Mencegah Kekeringan dan Banjir Dengan Pendekatan Kemakmuran

Kolom, Lingkungan206 Dilihat
Petani di Desa Kutawuluh Kecamatan Purwonegoro Banjarnegara Jawa Tengah sedang menanam padi di sawahnya, Minggu (8/1). Pola tanam tidak serempak membuat 581 hektare sawah di tempat itu terserang wereng coklat. (Aris Andrianto/Purwokertokita.com)
Petani di Desa Kutawuluh Kecamatan Purwonegoro Banjarnegara Jawa Tengah sedang menanam padi di sawahnya, Minggu (8/1). Pola tanam tidak serempak membuat 581 hektare sawah di tempat itu terserang wereng coklat. (Aris Andrianto/Purwokertokita.com)

Pada musim kemarau tahun 2015, nyaris sumur warga di wilayah utara Kota Purwokerto alami perubahan yang cukup signifikan. Dalam satu surat pembaca di harian lokal Purwokerto, seorang warga Kelurahan Sumampir mengeluh karena sumurnya alami kekeringan. Padahal selama musim kemarau di tahun sebelumnya, kondisi demikian tidak pernah terjadi.

Perubahan ekologis disinyalir menjadi penyebab utama perubahan tersebut. Lahan persawahan yang terkonversi menjadi kompleks perumahan, makin tak terkendali. Lihat saja, lahan persawahan di kawasan Utara Purwokerto yang membujur dari barat ke timur. Mulai dari wilayah Bantarsoka, Rejasari, Kober, Bobosan, Kebocoran, Karangsalam Kidul, Beji, Purwosari hingga Sumampir. Kemudian di wilayah Kutasari, Pamijen, Kebumen, Pandak, Pabuwaran, Tambaksari, Karangwangkal dan Grendeng serta beberapa wilayah lainnya.

Padahal, sebelumnya wilayah-wilayah tersebut merupakan daerah sabuk hijau yang bermafaat untuk kawasan resapan air hujan. Namun, kini telah berubah menjadi komplek perumahan. Jika penyempitan luasan ruang terbuka hijau kian tak terkendali, bisa dipastikan persediaan air baku saat musim kemarau untuk warga kota Purwokerto makin menipis. Pun sebaliknya, pada musim hujan ancaman bencana banjir di wilayah perkotaan Purwokerto jadi makin nyata.

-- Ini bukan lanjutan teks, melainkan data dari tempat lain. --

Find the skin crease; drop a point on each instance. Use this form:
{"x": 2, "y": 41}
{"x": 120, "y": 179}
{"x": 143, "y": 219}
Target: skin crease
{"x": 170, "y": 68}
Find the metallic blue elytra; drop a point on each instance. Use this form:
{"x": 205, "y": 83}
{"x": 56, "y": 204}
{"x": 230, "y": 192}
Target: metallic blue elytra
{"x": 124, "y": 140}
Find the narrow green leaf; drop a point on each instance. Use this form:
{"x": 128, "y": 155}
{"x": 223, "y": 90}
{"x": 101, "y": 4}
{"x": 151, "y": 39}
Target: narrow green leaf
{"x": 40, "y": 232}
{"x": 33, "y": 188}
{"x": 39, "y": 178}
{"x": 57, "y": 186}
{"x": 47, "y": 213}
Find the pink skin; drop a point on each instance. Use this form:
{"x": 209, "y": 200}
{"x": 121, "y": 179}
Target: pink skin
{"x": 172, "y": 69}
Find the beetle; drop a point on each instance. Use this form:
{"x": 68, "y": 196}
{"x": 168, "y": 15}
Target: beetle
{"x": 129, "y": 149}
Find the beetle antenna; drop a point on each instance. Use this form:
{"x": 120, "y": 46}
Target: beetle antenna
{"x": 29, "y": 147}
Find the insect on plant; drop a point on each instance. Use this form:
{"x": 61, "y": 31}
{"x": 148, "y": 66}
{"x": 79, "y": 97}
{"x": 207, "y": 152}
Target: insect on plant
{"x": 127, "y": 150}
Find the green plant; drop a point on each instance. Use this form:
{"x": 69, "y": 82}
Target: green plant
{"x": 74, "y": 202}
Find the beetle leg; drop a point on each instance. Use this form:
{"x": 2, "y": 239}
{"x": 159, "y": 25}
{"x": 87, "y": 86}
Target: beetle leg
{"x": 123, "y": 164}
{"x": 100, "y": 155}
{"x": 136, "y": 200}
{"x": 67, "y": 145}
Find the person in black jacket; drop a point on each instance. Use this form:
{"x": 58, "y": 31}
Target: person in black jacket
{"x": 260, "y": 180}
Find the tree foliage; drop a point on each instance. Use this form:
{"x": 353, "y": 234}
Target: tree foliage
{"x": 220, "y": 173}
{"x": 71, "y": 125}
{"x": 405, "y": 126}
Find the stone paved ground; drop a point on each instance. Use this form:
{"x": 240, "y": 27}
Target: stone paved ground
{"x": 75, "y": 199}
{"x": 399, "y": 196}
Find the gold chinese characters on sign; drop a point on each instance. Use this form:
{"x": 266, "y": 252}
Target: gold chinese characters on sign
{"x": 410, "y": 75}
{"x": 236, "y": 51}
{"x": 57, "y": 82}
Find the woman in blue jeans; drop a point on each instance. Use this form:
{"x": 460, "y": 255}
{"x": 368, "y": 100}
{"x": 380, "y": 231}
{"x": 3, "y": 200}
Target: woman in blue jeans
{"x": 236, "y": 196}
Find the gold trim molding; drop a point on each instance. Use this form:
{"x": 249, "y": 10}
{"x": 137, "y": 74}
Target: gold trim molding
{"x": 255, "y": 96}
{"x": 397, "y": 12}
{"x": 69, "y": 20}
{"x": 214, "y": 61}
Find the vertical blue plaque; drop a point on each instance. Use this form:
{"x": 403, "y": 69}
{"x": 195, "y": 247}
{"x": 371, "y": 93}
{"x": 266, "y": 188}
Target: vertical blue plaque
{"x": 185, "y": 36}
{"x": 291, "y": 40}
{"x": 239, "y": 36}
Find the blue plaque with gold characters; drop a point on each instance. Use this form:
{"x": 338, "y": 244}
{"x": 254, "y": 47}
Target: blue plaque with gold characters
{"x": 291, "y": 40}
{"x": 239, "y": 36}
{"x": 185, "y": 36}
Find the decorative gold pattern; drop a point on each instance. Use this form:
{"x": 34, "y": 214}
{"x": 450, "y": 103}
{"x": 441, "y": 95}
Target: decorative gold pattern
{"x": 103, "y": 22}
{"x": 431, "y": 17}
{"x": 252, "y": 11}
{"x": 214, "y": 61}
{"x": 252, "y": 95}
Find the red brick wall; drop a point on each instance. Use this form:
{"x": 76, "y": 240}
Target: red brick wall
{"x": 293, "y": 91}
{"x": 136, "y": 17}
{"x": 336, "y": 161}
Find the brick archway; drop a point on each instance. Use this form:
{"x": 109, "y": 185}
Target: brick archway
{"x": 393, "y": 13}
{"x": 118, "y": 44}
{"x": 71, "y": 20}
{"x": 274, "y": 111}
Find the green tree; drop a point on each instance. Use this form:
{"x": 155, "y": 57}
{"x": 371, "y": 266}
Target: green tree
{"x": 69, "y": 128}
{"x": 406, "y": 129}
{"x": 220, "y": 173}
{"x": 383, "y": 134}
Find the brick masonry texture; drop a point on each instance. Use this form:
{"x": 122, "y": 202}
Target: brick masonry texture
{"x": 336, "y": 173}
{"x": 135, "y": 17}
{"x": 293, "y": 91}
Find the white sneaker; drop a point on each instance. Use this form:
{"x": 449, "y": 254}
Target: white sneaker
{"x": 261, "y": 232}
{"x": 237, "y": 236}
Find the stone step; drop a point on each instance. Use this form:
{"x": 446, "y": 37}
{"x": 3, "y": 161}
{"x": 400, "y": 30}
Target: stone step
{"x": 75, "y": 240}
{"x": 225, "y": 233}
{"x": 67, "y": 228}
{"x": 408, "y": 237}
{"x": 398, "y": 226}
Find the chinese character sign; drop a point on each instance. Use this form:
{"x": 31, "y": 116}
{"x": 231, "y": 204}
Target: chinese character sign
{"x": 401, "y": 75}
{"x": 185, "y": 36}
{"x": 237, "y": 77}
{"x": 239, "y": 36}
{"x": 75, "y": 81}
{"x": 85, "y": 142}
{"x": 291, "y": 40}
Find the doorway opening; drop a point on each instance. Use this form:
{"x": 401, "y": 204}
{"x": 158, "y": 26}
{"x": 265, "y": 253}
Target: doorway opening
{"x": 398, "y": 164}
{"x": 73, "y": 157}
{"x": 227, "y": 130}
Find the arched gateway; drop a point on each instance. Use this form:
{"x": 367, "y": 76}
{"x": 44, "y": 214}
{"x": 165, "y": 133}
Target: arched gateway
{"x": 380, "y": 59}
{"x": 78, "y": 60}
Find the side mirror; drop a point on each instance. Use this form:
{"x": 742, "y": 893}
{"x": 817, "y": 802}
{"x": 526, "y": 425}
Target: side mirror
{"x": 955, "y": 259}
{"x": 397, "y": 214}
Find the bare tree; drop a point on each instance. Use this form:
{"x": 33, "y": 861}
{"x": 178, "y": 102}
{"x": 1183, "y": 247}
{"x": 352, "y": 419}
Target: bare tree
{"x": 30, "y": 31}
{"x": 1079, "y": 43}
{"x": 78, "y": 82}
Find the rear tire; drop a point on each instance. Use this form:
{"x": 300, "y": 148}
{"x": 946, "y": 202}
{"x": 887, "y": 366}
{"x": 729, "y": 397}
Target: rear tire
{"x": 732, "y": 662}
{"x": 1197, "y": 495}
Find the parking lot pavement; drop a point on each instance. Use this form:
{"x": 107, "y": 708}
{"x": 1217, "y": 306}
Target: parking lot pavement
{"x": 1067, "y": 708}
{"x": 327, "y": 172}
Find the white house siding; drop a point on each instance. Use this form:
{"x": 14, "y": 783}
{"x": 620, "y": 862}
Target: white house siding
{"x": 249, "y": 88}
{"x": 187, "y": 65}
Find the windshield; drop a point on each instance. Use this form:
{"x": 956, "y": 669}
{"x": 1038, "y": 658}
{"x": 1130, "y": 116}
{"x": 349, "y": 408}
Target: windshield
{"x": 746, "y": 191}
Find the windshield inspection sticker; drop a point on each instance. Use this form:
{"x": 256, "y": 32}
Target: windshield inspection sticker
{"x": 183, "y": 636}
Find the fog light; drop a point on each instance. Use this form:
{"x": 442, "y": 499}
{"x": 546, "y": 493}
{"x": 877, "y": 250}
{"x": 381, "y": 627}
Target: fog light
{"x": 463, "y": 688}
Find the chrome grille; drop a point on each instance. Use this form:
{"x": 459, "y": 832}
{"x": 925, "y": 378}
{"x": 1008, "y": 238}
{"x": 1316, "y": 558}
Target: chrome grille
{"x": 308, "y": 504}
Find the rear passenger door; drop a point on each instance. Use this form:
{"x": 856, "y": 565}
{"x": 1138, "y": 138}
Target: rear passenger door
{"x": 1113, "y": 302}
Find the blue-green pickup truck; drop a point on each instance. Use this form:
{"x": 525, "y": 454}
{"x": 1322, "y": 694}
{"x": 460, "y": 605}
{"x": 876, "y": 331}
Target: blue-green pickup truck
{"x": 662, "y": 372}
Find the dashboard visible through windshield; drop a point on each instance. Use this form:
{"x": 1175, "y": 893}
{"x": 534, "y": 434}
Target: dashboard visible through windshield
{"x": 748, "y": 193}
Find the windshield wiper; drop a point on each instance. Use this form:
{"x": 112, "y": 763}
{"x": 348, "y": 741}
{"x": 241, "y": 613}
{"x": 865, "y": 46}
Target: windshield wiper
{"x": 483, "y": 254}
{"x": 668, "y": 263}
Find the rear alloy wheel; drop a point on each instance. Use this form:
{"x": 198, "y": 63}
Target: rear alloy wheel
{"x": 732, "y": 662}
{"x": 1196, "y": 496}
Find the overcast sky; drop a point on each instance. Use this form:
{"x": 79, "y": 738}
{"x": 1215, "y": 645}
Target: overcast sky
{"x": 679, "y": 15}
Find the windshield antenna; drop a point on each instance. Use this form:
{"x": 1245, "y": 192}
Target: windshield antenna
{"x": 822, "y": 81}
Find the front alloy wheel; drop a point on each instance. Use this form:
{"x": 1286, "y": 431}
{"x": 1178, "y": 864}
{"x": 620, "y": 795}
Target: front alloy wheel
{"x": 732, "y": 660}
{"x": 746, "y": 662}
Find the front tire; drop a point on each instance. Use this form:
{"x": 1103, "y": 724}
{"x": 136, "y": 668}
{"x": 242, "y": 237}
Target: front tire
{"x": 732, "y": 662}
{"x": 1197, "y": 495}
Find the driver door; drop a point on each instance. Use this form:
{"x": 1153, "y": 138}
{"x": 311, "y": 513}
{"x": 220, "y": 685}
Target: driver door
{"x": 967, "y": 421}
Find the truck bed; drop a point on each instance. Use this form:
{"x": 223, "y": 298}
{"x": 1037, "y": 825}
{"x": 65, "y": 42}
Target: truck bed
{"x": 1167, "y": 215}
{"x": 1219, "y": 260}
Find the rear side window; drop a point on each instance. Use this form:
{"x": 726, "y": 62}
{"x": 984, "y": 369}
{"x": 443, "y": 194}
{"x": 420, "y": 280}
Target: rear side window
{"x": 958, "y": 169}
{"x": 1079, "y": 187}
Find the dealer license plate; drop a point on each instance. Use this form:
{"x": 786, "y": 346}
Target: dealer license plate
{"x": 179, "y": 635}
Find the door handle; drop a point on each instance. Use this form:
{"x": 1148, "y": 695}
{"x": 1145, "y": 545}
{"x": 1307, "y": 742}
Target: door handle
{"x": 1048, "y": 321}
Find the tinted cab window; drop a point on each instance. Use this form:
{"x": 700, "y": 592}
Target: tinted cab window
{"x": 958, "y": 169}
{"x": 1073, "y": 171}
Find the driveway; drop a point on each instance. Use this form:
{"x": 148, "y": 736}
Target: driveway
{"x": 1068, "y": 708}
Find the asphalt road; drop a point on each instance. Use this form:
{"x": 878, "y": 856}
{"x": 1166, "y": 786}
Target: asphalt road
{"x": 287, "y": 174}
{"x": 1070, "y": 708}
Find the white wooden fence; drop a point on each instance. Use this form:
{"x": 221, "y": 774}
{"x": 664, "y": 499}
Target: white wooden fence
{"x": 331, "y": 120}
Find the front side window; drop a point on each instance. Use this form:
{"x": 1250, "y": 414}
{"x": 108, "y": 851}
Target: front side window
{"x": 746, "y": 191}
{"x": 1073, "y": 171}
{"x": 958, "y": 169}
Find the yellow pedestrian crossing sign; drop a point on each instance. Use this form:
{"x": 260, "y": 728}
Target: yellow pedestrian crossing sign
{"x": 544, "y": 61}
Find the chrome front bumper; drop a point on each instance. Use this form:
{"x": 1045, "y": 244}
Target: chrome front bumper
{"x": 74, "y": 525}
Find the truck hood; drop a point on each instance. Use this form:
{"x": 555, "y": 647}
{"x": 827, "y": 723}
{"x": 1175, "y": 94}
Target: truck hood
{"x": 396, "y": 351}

Memang ada regulasi pemerintah untuk menjaga luasan ruang terbuka hijau, di antaranya aturan Kementerian Kehutanan dan Lingkungan Hidup, yang menyaratkan minimal luasannya sekitar 30 persen dari luas kawasan perkotaan. Namun pada praktiknya, sulit dilaksanakan. Bahkan ketidakpatuhan tersebut tak hanya dilakukan pembuat regulasi, tetapi juga oleh pemilik lahan.

Kini, banyak ruang terbuka hijau, berupa lahan persawahan dikorbankan untuk pendirian lahan pabrik pun kompleks perumahan. Konon ruang terbuka hijau yang berubah fungsi menjadi komplek perumahan, jauh lebih bermaslahat. Karena dipandang bisa menggairahkan perekonomian setempat. Pun pabrik yang baru berdiri di lahan persawahan, dianggap bisa membuka lapangan pekerjaan.

Tak bisa dipungkiri, pertanyaan pun muncul. Siapa yang mampu mencegah dan melarang pemilik sawah di daerah sabuk hijau untuk menjual sawahnya? Dan bisakah sawah yang berpindah tangan, tetap menjadi sawah? Sedangkan pihak pemerintahan yang berkompeten tak mampu mencegah konversi lahan persawahan.

Sejauh ini, sepertinya belum ada mekanisme yang tepat untuk menjatuhkan sanksi atas pelanggaran peraturan dan regulasi yang menyangkut konversi lahan persawahan. Pendek kata, syarat-syarat ideal tersebut belum mencukupi untuk mencegah bencana banjir pada musim hujan dan kekurangan air baku pada musim kemarau di kawasan perkotaan.

Pendekatan Prosperity

Terkonversinya lahan persawahan menjadi pabrik atau kompleks perumahan, bisa disebabkan karena menjadi penanam padi sudah tidak “seksi” lagi, lantaran tak mempunyai asas keekonomian. Biaya pengolahan lahan dan biaya pemeliharaan tanaman, misalnya, sudah tak sesuai lagi dengan hasil penjualan hasil panennya. Malah, tanaman padi tak jarang puso.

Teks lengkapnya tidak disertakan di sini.